Some studies have shown that rap lyrics can affect people’s perceptions. In a 2018 study, Charis Kubrin, a professor of criminology law at the University of California, Irvine, found that “people who thought that they were evaluating violent rap lyrics, as opposed to both country and heavy metal, thought that the artist associated with those lyrics was more likely to have a violent criminal history and also be a member of the gang,” Kubrin said.

But Willis disagrees. In a press conference last August she gave this admonition to the defendant: “Don’t confess to crimes in rap lyrics if you don’t want them to be used.”

Erik Nielson, the author of “Rap on Trial: Race, Lyrics, and Guilt in America,” who was retained by Williams’s legal team as an expert witness, says the use of creative expression takes away an individual’s right to a fair trial.
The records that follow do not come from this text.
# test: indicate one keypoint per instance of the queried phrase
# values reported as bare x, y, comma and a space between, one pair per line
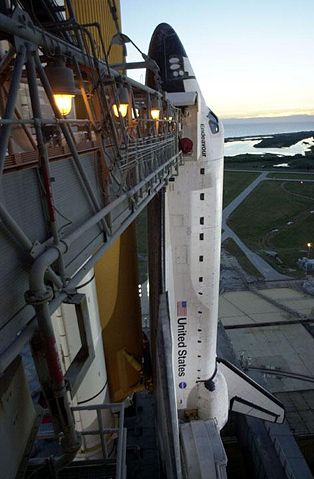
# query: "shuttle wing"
248, 397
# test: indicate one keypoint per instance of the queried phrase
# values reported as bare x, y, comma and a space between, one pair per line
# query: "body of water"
242, 147
267, 126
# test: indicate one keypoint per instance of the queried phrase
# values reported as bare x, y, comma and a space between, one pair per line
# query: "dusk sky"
251, 57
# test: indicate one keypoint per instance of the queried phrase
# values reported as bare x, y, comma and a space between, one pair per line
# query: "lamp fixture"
61, 79
155, 108
122, 108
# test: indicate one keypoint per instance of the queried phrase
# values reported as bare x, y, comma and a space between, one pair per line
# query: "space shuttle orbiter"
193, 210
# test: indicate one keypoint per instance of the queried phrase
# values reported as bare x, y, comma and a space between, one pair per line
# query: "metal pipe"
68, 138
10, 106
10, 353
47, 360
16, 25
25, 243
5, 61
19, 117
43, 155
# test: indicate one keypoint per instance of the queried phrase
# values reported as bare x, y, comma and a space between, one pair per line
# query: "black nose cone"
168, 52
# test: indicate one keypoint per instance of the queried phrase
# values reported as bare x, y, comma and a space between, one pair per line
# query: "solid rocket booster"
193, 214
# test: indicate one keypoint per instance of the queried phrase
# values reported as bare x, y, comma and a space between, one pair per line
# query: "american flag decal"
181, 308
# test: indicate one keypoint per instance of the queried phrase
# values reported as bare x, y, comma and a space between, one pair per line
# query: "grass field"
261, 221
234, 183
291, 176
231, 247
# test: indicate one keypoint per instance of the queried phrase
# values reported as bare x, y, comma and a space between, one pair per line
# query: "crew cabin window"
213, 122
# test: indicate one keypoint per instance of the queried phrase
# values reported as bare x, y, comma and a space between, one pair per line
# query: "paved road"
262, 266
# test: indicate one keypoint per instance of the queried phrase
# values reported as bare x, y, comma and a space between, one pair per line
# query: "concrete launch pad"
272, 330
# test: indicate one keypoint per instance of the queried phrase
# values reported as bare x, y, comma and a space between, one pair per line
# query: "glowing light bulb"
123, 109
155, 114
64, 103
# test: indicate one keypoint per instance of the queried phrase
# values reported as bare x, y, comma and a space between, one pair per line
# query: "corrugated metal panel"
98, 11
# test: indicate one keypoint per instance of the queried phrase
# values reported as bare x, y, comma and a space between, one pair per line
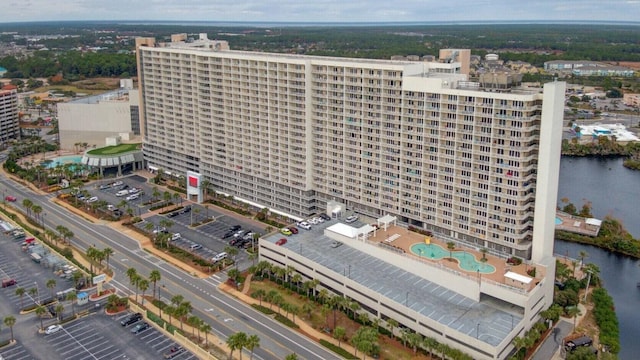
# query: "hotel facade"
411, 139
473, 162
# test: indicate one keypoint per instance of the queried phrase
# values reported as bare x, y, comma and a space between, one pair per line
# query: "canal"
612, 190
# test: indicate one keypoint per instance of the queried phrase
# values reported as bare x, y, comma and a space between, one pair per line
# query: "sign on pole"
99, 278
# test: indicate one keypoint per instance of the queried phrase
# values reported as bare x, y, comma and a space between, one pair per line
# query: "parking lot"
16, 352
17, 263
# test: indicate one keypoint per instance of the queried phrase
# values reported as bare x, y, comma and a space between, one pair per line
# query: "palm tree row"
98, 255
240, 340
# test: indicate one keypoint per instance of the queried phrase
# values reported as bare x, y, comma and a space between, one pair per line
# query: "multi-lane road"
225, 314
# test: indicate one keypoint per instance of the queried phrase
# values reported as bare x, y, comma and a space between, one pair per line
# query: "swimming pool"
466, 260
61, 160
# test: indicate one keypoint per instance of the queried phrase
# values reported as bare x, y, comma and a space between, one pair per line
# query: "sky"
321, 10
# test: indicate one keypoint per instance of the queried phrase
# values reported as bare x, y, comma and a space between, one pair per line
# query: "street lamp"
37, 293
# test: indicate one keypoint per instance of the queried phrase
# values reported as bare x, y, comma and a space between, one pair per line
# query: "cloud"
322, 10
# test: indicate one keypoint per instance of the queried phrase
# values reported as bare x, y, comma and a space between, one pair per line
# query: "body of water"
612, 190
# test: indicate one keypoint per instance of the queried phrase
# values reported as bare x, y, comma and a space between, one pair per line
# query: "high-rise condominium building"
473, 161
8, 114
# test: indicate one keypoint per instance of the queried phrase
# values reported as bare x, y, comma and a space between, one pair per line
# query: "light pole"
586, 290
37, 293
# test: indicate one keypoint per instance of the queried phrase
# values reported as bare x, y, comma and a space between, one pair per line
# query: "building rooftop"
120, 95
489, 321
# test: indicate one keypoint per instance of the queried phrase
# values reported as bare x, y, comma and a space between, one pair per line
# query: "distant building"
9, 120
631, 100
588, 68
93, 119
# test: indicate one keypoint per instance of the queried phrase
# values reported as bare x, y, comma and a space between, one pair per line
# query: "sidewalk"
551, 347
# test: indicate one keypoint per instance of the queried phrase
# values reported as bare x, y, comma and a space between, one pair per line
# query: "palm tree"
9, 321
253, 341
131, 274
59, 309
37, 210
430, 344
166, 196
451, 246
71, 296
259, 294
27, 203
41, 310
143, 284
107, 254
51, 284
236, 342
154, 277
339, 333
20, 292
205, 328
574, 312
33, 292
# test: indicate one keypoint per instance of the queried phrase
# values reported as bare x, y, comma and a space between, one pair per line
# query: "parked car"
52, 329
160, 229
8, 282
131, 319
219, 257
139, 328
305, 225
350, 219
173, 352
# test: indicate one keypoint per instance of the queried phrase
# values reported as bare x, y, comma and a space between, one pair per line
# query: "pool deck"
576, 224
403, 239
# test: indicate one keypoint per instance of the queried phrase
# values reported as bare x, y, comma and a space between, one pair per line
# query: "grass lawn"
389, 348
117, 149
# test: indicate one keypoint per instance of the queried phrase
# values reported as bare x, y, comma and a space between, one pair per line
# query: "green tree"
451, 246
10, 321
51, 285
339, 333
154, 277
253, 341
236, 342
40, 311
573, 312
20, 292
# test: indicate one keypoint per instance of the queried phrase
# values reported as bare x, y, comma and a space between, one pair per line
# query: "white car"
351, 219
53, 329
305, 225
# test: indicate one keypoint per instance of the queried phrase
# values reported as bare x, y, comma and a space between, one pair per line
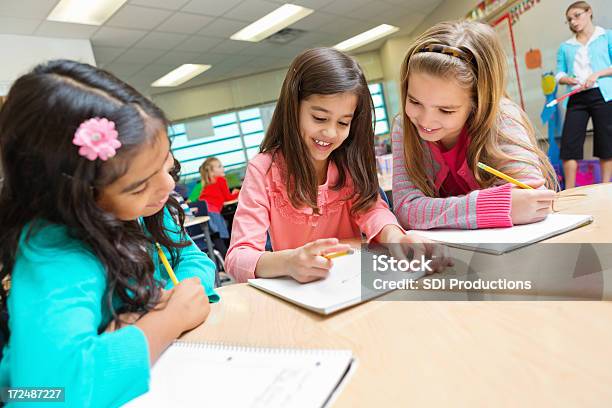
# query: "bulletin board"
503, 28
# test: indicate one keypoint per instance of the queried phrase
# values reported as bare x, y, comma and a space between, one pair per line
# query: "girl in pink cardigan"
455, 114
314, 181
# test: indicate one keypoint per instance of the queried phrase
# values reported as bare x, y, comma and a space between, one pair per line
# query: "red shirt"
216, 194
454, 185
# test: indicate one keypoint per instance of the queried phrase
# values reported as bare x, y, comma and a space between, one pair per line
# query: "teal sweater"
56, 308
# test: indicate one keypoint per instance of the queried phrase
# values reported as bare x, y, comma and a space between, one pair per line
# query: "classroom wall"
393, 51
23, 52
529, 33
241, 92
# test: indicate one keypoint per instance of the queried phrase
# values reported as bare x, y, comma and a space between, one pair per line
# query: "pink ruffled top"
264, 206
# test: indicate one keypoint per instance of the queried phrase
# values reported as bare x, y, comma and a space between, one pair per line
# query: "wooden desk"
467, 354
598, 203
447, 354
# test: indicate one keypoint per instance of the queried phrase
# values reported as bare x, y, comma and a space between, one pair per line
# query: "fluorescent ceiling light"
366, 37
181, 75
93, 12
269, 24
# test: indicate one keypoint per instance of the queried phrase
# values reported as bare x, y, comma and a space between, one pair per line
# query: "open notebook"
500, 240
212, 375
341, 289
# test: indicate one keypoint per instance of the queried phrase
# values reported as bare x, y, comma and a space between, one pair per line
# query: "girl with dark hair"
88, 173
314, 181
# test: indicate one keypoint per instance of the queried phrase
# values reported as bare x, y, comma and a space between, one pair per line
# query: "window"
234, 137
381, 126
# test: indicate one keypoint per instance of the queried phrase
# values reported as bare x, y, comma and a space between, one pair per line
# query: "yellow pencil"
341, 253
503, 176
166, 264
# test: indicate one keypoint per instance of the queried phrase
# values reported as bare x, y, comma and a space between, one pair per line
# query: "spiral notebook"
341, 289
191, 374
501, 240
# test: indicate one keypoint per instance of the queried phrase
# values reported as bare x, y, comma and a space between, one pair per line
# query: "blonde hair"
206, 171
481, 69
582, 5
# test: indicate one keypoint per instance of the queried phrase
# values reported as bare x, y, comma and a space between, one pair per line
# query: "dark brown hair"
37, 123
324, 71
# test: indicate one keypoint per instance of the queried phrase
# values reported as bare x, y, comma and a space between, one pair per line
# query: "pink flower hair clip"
98, 139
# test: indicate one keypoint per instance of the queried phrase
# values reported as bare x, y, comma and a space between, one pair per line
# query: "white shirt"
582, 64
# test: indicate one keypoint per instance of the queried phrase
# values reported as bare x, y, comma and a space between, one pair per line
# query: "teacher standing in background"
585, 61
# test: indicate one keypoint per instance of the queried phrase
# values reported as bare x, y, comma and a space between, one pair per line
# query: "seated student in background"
216, 192
314, 181
87, 306
456, 114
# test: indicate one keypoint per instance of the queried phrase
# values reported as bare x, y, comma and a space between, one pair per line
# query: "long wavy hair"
485, 79
47, 182
324, 71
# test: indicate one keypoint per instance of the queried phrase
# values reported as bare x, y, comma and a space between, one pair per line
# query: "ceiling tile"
209, 58
198, 43
251, 10
343, 7
105, 55
124, 70
210, 7
230, 46
65, 30
139, 56
185, 23
371, 11
311, 4
161, 41
116, 37
314, 21
347, 27
316, 38
26, 8
15, 25
151, 73
222, 28
165, 4
138, 17
177, 58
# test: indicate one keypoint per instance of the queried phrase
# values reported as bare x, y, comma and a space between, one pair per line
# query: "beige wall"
24, 52
393, 51
242, 92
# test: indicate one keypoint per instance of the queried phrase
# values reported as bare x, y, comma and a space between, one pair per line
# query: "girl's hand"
529, 206
307, 264
413, 246
569, 81
590, 81
188, 304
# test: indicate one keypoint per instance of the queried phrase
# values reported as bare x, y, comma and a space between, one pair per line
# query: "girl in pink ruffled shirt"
314, 181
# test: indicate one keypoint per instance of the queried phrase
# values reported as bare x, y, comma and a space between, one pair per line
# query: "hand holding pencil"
528, 203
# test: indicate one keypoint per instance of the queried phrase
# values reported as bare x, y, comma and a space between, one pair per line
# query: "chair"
197, 235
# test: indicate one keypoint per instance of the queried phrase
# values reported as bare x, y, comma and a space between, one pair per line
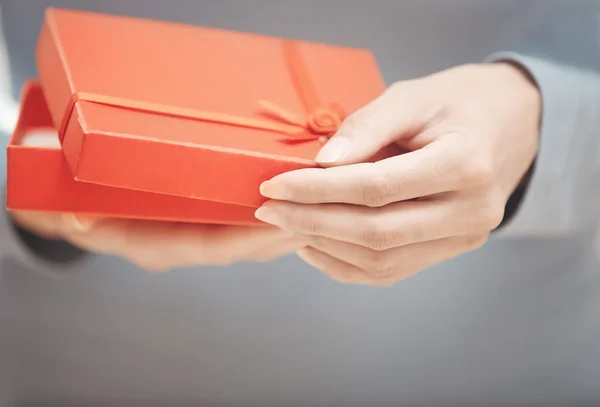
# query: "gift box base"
39, 179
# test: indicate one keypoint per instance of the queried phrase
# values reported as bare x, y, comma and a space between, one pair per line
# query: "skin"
471, 134
162, 246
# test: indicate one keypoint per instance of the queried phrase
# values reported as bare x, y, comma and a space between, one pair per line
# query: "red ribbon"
320, 123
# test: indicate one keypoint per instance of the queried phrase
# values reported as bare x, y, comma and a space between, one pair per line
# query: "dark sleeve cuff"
51, 250
514, 202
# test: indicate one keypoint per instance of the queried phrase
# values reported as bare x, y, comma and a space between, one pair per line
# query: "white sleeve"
563, 194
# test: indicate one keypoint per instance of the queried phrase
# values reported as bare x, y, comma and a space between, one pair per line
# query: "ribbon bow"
320, 123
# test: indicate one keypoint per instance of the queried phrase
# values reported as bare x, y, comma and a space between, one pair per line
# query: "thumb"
367, 131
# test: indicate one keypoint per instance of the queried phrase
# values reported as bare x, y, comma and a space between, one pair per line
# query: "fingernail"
334, 150
304, 254
267, 215
274, 190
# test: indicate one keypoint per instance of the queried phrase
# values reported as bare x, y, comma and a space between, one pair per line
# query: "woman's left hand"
471, 133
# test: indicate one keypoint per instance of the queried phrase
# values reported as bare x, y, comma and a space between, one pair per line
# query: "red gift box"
189, 120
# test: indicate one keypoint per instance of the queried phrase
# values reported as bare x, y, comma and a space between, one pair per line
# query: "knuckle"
490, 213
362, 121
378, 189
385, 283
303, 223
475, 242
380, 263
378, 236
475, 172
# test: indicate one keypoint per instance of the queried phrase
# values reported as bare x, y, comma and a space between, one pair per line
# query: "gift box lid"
191, 111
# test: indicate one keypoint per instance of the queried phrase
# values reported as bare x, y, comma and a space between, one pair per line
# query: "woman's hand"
161, 246
471, 133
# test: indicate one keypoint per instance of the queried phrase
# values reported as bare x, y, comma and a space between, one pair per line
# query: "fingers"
337, 269
394, 225
381, 122
442, 166
365, 266
277, 250
159, 246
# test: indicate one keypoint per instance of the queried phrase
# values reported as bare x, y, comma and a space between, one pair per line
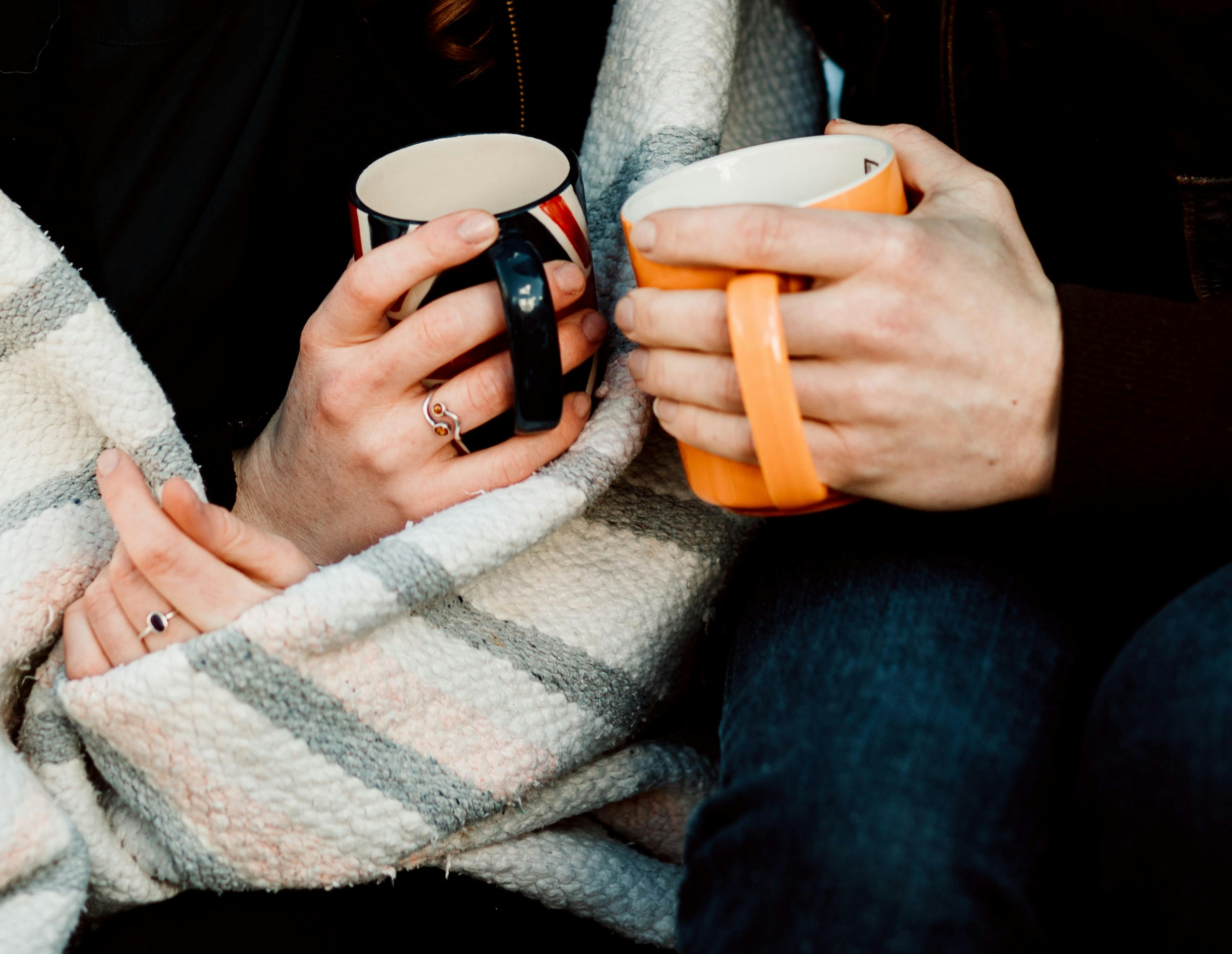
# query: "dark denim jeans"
960, 733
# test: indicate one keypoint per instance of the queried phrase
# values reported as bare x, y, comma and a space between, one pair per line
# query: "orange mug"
853, 173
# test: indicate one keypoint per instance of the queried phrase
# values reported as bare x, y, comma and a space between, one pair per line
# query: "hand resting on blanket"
189, 557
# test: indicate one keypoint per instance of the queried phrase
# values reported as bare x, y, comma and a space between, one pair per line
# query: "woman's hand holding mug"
348, 458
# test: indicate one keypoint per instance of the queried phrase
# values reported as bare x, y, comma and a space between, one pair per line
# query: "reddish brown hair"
443, 19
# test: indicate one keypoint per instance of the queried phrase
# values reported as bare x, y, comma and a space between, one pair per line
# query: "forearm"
1146, 403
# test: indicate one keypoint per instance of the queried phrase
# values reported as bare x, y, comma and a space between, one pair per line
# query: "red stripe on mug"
355, 231
557, 210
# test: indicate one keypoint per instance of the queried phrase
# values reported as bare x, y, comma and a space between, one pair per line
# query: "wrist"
252, 467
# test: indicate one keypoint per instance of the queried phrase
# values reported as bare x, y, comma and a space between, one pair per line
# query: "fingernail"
666, 409
594, 327
637, 364
645, 234
625, 314
477, 228
570, 279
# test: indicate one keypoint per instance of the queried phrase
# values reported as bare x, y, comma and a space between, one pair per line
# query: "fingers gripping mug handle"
534, 340
764, 371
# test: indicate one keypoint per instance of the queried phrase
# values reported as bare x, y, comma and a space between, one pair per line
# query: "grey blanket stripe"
406, 571
164, 456
43, 304
588, 471
295, 703
689, 524
195, 866
48, 738
68, 874
594, 686
671, 146
63, 490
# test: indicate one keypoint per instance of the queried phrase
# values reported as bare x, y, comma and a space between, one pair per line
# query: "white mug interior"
789, 173
493, 172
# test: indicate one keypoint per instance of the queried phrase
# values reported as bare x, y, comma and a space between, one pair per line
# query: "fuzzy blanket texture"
460, 695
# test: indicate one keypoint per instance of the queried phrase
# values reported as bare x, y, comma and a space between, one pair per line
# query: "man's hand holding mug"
926, 356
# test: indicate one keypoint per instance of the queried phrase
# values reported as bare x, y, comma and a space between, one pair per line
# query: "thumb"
928, 166
354, 310
263, 557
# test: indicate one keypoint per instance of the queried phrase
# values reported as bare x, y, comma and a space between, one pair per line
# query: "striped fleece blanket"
460, 695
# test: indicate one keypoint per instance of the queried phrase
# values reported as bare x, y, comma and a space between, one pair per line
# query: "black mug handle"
534, 341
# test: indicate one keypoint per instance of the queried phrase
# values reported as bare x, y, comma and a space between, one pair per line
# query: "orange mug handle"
764, 370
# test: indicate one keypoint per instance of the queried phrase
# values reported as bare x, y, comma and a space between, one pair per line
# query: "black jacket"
194, 158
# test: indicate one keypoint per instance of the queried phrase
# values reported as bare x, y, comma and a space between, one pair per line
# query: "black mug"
535, 191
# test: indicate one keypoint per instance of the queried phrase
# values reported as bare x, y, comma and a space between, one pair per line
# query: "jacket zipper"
949, 94
518, 65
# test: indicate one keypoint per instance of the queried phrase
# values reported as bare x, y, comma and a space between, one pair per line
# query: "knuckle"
336, 399
763, 227
231, 534
731, 386
907, 247
378, 456
513, 470
905, 130
436, 330
158, 559
124, 574
95, 599
486, 390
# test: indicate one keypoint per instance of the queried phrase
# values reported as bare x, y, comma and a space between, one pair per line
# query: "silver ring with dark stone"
156, 622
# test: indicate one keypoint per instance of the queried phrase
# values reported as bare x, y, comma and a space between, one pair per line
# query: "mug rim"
572, 177
769, 148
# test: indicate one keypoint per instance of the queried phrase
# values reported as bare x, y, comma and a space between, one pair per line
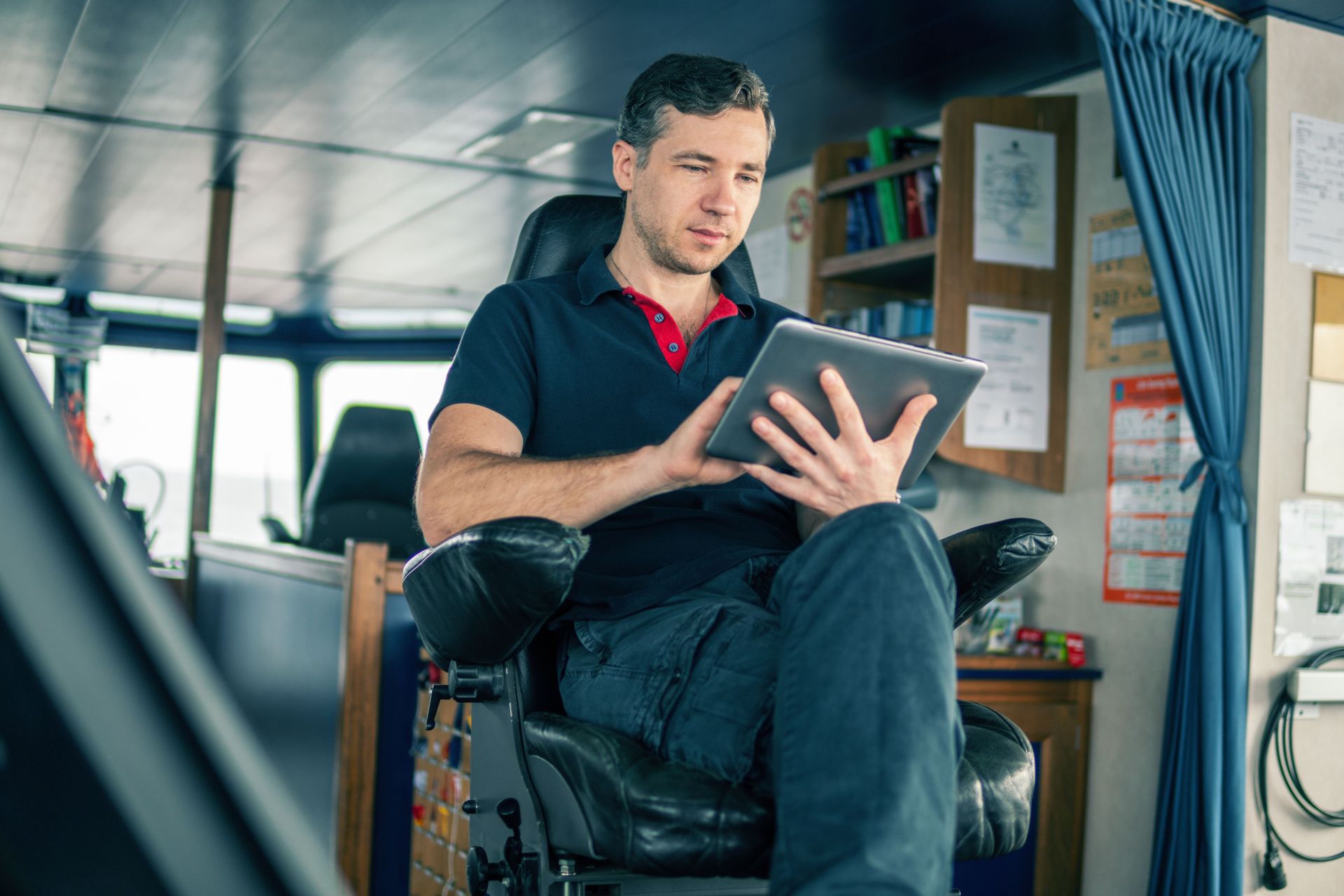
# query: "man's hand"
841, 473
682, 457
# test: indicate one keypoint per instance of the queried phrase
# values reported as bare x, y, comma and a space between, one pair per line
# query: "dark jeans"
825, 676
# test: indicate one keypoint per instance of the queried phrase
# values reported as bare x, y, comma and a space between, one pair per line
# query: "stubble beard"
662, 253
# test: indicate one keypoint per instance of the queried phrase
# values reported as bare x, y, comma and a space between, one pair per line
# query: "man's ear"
622, 164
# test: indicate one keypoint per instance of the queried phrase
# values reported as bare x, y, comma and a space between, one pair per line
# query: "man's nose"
720, 199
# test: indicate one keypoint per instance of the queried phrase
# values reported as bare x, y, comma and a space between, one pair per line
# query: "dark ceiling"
339, 121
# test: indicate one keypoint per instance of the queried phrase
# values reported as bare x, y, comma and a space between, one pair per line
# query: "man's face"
692, 200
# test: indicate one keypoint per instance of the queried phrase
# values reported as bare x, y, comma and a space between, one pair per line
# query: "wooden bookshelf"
899, 270
942, 267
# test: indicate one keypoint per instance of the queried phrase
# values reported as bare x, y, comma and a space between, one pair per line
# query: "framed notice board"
1004, 279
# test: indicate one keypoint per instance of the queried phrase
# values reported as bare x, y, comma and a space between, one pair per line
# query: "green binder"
881, 155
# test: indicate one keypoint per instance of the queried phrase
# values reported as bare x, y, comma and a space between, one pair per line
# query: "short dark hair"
694, 86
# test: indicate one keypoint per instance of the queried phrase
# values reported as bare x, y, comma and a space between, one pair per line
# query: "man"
696, 622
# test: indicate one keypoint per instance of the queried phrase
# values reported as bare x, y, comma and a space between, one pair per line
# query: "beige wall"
1300, 70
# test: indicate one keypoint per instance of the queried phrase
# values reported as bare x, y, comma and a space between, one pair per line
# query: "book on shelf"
894, 209
863, 225
879, 155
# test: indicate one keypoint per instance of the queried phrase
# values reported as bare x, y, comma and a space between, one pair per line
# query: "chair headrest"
372, 457
559, 235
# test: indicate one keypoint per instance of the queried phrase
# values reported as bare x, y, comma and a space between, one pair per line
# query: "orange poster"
1147, 514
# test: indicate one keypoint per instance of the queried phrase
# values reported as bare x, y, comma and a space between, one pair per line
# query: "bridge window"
414, 384
43, 367
141, 410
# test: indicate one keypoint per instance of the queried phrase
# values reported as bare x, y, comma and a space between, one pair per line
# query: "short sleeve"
495, 363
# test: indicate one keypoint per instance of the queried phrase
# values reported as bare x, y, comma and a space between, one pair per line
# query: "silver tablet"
882, 377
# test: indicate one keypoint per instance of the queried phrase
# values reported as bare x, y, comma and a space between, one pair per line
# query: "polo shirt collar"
596, 280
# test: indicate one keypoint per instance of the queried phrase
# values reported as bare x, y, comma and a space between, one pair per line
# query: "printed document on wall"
1015, 197
1310, 577
1011, 409
1316, 220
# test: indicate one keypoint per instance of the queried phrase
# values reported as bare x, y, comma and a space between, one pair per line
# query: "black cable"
1278, 729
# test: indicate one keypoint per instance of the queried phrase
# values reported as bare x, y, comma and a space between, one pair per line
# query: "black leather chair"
566, 808
363, 486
“It has the potential to prejudice a jury by using somebody’s fictional persona against him or her — though it’s almost exclusively young men, particularly young Black and Latino men,” Nielson told Yahoo News.

Last June 12, while behind bars, Williams spoke out about the use of rap lyrics in the courtroom, in a prerecorded message to a crowd at Hot 97’s Summer Jam.

“You know, this isn’t just about me or YSL,” he said. “I always use my music as a form of artistic expression, and I see now that Black artists and rappers don’t have that freedom. Everybody please sign the Protect Black Art petition and keep praying for us. I love you all,” he said.

Over the seven months leading up to jury selection, eight defendants have secured plea deals and 14 defendants who are allegedly tied to YSL are set to stand trial with Williams.

“It is important for prosecutors to go after gangs, it's important for cities to shut them down,” Timmons said. “It’s also important to figure out on the front end, how do we keep [people] out of gangs?”